Depois de 42 minutos, chego à entrada e me deparo com o cardápio: 'Hoje - Cozidão'. Atrás alguém comenta: "Caramba, hoje é carne de monstro!", e eu continuo sem entender todo o alarde do povo por causa de uma carne bovina com osso e tutano, mas sigo em frente. Finalmente entrei, meio inseguro, apenas tentando seguir os outros até as bandejas. É um momento ímpar: elas se encontram todas sobrepostas, molhadas e emborcadas, e você vai puxando até achar uma que não venha com um cheiro verde ou um pedaço de tomate grudado na superfície. Passado a fase da seleção, encaminho-me para a fila da comida, onde há a maior concentração de serventes irritados por metro quadrado. Eles te servem com tanto mau gosto que o caldo sempre passa perto de espirrar na sua camisa.
Com a bandeja cheia na mão, os livros debaixo do braço e o fichário a tiracolo, é chegada a hora de procurar um lugar para sentar. Todos os espaços estão ocupados e o jeito é atentar àqueles que estão perto de terminar. Aí você fica naquela de disputar o lugar com outra pessoa, uma de cada lado da cadeira rotatória, torcendo para o atual ocupante sair pelo lado oposto ao seu, para dar tempo de você jogar a bandeja na mesa e garantir sua sobrevivência. O problema é que as pessoas sempre saiam do meu lado e, depois de perder umas 3 disputas, alguém se referiu a mim como 'o carinha que chegou faz tempo', e acabou me cedendo um lugar.
Pronto. Uma vez sentado, nada mais poderia me abalar, vou começar a minha refeição! Tiro os talheres do saquinho e tento cortar um pedaço da carne. Só então entendi a expressão do cara da fila, porque depois de 2 minutos lutando com a faca cega, ainda não sabia se estava cortando um rejeito, um osso, ou um quiabo, só sabia que carne não era... O mais legal era quando se levantava o pedaço e todos os outros vinham junto àquela liga viscosa e cheia de sementes. No mais, o arroz, o feijão e a farofa estavam bons.
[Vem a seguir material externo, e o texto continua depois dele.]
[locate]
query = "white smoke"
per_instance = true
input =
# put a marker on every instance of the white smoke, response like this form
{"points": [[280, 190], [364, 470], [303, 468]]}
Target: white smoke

A minha farofa veio até premiada com um torresmo! (Sério, o torresmo era tão raro que, um ano mais tarde, minha primeira declaração de amor foi dá-lo à minha namorada enquanto almoçávamos).
Depois de terminar, ainda pude olhar para os lados e escolher a mais simpática das 32 pessoas que se amontoavam em busca da minha vaga (vai ver era por isso que eu sempre perdia as disputas). Saí do restaurante e pude passar o restante da tarde ruminando, empanzinado com a farofa e o arroz parboilizado, pensando que só mais quatro anos e eu me formaria.